Mayor-elect Bill de Blasio rolled out an “all-star” brain trust today that will work to implement his ambitious universal pre-kindergarten agenda.
But first, he had to do story time.
“This dragon represents the fiscal challenges that we face,” Mr. de Blasio, hunching his six-foot-five frame on a tiny chair at Harlem’s Northside Center for Childhood Development, told the class of toddlers and reporters clustered on a rainbow-hued carpet
After displaying the picture of the dragon, Mr. de Blasio continued reading aloud from the children’s classic “Where the Wild Things Are,” teaching the kids what words like “gnash” and “rumpus” meant.
This was not the first time Mr. de Blasio held a press event at a childcare center to promote the centerpiece of his policy platform: a tax hike on the city’s wealthiest residents to pay for universal pre-K. While his last Manhattan stop came during the course of the heated campaign, Mr. de Blasio was in Harlem today to unveil his six-person “working group,” a collection of childcare professionals and old allies that would be tasked with making his plan a reality by September 2014.
“This is an all-star team. You could not ask for a stronger group to help us prepare and get the word out,” Mr. de Blasio told the reporters. “We can and will make sure the largest number of kids are served.”
The working group is composed of: Jennifer Jones Austin, Mr. de Blasio’s transition team co-chair; Elba Montalvo, founder and president of the Committee for Hispanic Children and Families; Josh Wallack, a leader at the Children’s Aid Society and Mr. de Blasio’s former legislative director; Sherry Cleary, executive director of the New York City Early Childhood Professional Development Institute; Gail Nayowith, the executive director of SCO Family of Services; and Nancy Kolben, executive director of the Center for Children’s Initiatives.

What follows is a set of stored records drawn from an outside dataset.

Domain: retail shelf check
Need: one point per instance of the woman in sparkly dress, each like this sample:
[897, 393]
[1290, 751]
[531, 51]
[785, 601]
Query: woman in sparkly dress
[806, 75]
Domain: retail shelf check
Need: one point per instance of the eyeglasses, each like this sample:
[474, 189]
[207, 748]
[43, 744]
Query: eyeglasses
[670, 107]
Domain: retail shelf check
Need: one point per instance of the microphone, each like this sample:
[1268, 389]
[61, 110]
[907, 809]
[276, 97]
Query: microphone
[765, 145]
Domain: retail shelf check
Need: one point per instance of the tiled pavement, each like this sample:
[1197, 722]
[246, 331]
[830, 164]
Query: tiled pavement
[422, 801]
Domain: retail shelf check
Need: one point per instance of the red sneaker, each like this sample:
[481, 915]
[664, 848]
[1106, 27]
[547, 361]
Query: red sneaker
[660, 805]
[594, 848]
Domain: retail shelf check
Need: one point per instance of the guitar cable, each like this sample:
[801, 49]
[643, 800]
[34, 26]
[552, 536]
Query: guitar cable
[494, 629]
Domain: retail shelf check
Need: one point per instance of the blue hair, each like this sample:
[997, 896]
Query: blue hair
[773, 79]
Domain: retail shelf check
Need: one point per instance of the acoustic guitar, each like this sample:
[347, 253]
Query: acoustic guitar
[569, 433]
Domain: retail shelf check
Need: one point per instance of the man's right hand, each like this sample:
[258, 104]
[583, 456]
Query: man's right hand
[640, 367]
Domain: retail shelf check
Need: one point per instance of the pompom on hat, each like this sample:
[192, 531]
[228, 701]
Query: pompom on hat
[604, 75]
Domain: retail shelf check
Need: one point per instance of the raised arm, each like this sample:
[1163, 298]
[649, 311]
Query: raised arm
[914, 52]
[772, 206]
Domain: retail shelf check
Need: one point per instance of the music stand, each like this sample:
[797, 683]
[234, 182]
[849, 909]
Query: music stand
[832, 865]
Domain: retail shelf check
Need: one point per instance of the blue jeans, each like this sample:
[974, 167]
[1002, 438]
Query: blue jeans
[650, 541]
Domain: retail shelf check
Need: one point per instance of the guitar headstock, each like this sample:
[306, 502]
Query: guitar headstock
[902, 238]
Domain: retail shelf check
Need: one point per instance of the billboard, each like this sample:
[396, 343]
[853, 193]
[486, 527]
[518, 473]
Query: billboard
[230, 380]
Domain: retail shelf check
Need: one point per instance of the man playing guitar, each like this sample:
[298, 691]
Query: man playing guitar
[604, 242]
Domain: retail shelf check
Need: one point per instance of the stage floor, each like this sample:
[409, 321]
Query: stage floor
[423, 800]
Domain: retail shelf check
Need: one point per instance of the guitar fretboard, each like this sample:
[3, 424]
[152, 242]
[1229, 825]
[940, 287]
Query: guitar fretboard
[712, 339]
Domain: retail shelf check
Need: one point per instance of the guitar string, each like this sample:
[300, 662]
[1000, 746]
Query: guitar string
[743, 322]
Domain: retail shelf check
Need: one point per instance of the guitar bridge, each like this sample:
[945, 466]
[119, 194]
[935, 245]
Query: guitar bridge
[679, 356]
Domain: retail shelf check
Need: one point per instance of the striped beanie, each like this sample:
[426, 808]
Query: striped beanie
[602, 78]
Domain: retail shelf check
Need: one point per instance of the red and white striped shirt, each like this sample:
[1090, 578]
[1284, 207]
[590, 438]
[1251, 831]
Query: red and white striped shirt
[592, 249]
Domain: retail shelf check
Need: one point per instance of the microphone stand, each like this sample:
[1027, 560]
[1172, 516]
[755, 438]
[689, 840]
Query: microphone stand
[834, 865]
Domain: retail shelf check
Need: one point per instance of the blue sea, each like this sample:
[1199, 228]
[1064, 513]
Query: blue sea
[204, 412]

Their initial efforts are expected to center on developing plans to recruit, train and retain educators, secure space for thousands of additional children and research the best pre-K practices from programs across the country, Mr. de Blasio said. He hopes to grow the city’s pre-K program from 20,000 to 80,000 students.
“This really is about giving every child a right to a good education,” the mayor-elect said. “We have the opportunity right now to achieve this … We are here to stay. We are going to make this work.”
Mr. de Blasio faces several hurdles in his quest to make his ambitions a reality. His tax hike must be approved by the State Legislature, no easy task in an upcoming election year for lawmakers. Funding from the city’s capital budget will also be needed to construct additional classroom space.
Mr. de Blasio conceded priorities would need to be readjusted into the budget to make his plan work, but he emphasized that universal pre-K must be a top priority.
In the coming days and weeks, Mr. de Blasio is also planning a coordinated campaign to help pass his plan in Albany. He has revealed few details so far about that push.
“We have the political grounding, the political support to make this happen,” he explained. “It was the central, the number one initiative that I put forward in my campaign and I won with 73 percent of the vote, a pretty unprecedented mandate.”